The experimental design was applied to the crude biosurfactant (cell-free broth obtained through centrifugation). After the determination of the optimum operating conditions, solutions of the isolated biosurfactant at concentrations established based on the CMC and solutions of the formulated biosurfactant were also tested to compare the efficiency of the different forms of the biosurfactant. Fifty-ml samples were collected from the flotation system and placed in glass flasks for the measurement of residual oil. Control experiments without the biosurfactant were conducted for the purposes of comparison.

Statistical analysis involved ANOVA, the determination of regression coefficients and the construction of graphs using the Statistica® program, version 8.0 (Statsoft Inc., USA).

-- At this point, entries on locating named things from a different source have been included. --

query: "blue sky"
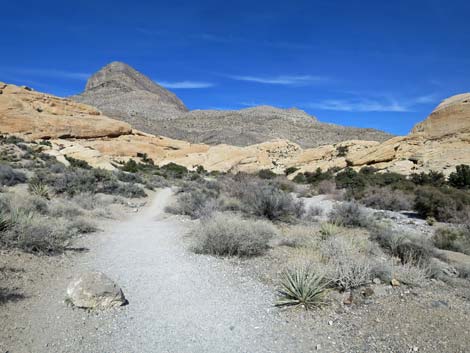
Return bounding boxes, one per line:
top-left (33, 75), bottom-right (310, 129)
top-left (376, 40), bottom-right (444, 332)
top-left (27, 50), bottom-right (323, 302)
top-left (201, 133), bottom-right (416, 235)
top-left (0, 0), bottom-right (470, 134)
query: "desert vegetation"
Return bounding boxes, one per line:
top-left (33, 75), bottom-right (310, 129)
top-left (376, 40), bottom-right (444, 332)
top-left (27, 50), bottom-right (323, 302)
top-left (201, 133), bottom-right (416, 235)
top-left (0, 136), bottom-right (148, 255)
top-left (161, 161), bottom-right (470, 309)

Quantification of hydrophobic contaminant

Residual oil was extracted from the samples of synthetic oily effluent using the same volume of hexane (1:1, v/v). The mixture was shaken for 15 min and left at rest for the separation of the phases. The organic phase was removed and the operation was repeated two more times. The product contained in this phase was submitted to analysis in a spectrophotometer. The oil extracted from the water was analysed for its concentration after direct sampling by measuring absorbance at a wavelength of 330 nm using quartz cuvettes with a 10-mm path length in an UV–Vis spectrophotometer (SP-22- BIOSPECTRO). For the determination of the calibration curve, a standard solution of residual motor oil (5000 mg/L) was prepared in a 100-mL volumetric balloon. The solutions were diluted in n-hexane at concentrations ranging from 1 to 1000 mg/L obtained from the initial standard solution. N-hexane was used as the blank to calibrate the device. The solvent was analytical grade and adequate for the spectrophotometric equipment (Emmandi et al. 2014). All experiments were performed in triplicate at room temperature (27 °C) and mean values are reported.

Results and discussion

Biosurfactant production

Considering the potential of Pseudomonas aeruginosa as a biosurfactant producer when cultivated in soluble and/or insoluble substrates, the bacterium was initially cultivated in a bioreactor containing a medium formulated with 4% soybean oil residue and 0.5% corn steep liquor as the carbon and nitrogen sources, respectively. The biosurfactant produced was able to reduce the surface tension of water from 70 mN/m to around 26.5 mN/m and the yield was 26 g/L.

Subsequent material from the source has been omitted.